VII. Evaluation of the Students
The first year I used only alternative methods of assessment and was satisfied they tested higher forms of thinking than simply recall. However, there is such a predisposition among faculty that tests much be given, I gave midterm and final tests. These did not test recall but analysis and synthesis. They were simply a list of big questions from which they could choose to write on two. Examples of the questions for discussion are:
“The most incomprehensible thing about the world is that it comprehensible.” Einstein
“As far as the laws of mathematics refer to reality, they are not certain, as far as they are certain they do not refer to reality.” Einstein
What do philosophy and science have to offer each other?
“There was a time when people simply wanted to experience the moon, but now they want to see it” Goethe
It has been said that the history of living things can best be represented by a forest of trees, rather than a single tree of evolution.
Two of the students said they enjoyed these more than the other assessments. Attached are two representative essays.

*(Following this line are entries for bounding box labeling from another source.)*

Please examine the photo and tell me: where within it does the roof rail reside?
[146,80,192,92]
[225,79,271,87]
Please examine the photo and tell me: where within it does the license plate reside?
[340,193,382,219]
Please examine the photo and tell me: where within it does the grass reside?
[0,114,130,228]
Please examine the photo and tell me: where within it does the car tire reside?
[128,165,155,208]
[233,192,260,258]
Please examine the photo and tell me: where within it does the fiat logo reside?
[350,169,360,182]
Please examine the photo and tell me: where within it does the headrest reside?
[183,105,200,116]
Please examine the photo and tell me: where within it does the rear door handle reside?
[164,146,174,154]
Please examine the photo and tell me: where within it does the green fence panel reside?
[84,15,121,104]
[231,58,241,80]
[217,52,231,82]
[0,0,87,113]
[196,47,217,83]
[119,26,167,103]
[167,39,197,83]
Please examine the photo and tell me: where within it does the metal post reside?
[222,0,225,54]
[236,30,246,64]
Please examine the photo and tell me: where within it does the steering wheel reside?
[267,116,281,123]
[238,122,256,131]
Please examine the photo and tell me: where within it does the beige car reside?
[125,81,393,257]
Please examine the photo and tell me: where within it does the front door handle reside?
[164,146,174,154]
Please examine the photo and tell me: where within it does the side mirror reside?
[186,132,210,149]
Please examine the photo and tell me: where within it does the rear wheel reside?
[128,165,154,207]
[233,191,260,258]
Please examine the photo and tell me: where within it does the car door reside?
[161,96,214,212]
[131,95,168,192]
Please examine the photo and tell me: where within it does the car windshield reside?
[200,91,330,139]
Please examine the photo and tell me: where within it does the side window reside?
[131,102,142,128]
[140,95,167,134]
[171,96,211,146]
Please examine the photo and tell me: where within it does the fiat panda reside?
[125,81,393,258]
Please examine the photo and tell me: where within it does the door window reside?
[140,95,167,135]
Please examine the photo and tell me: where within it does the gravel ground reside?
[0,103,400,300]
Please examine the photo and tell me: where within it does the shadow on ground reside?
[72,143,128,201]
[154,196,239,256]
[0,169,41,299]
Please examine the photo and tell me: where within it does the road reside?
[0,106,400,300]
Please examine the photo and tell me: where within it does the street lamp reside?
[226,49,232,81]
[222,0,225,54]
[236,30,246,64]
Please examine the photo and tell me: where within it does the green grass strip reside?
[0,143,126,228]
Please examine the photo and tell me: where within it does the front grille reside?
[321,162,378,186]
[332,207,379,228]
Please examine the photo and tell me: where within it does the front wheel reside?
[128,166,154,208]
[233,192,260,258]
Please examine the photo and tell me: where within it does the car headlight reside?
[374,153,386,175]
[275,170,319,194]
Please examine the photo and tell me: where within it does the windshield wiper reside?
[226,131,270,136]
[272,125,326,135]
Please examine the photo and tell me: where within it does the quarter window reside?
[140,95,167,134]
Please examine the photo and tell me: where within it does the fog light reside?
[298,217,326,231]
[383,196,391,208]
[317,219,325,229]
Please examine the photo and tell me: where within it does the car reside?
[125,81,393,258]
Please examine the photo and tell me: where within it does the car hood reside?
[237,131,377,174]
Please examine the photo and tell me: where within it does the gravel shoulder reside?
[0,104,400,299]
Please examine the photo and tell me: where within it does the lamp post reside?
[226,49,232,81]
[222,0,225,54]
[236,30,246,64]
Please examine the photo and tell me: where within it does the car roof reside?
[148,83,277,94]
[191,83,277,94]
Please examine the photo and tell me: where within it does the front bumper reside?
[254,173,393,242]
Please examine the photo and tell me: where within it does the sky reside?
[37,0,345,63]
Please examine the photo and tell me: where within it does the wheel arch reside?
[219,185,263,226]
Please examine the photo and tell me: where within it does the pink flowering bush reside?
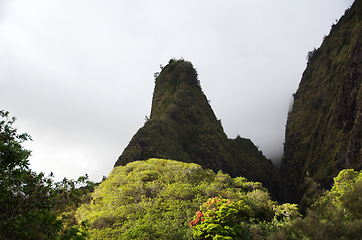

In the evaluations by the students, more than one-half commented on the idea of big questions, how much they had enjoyed thinking that way, and the expectation they would continue.
VII. Evaluation of the Professor
Samford makes a determined effort to obtain and take seriously student evaluations. The forms ask for both quantitative and narrative material. The course scored very well, the comments were what a teacher loves to read about himself. The first year two students made critical comments such as “This certainly was not my favorite class.” The second year, the most critical comments concerned lack of clarity in the assignments.
I plan to offer essentially the same course next year.
1 Danny O. Jacobs, "Variation in Hospital mortality Associated with Inpatient Surgery--An S.O.S." NEJM 361:14, Oct 1, 2009.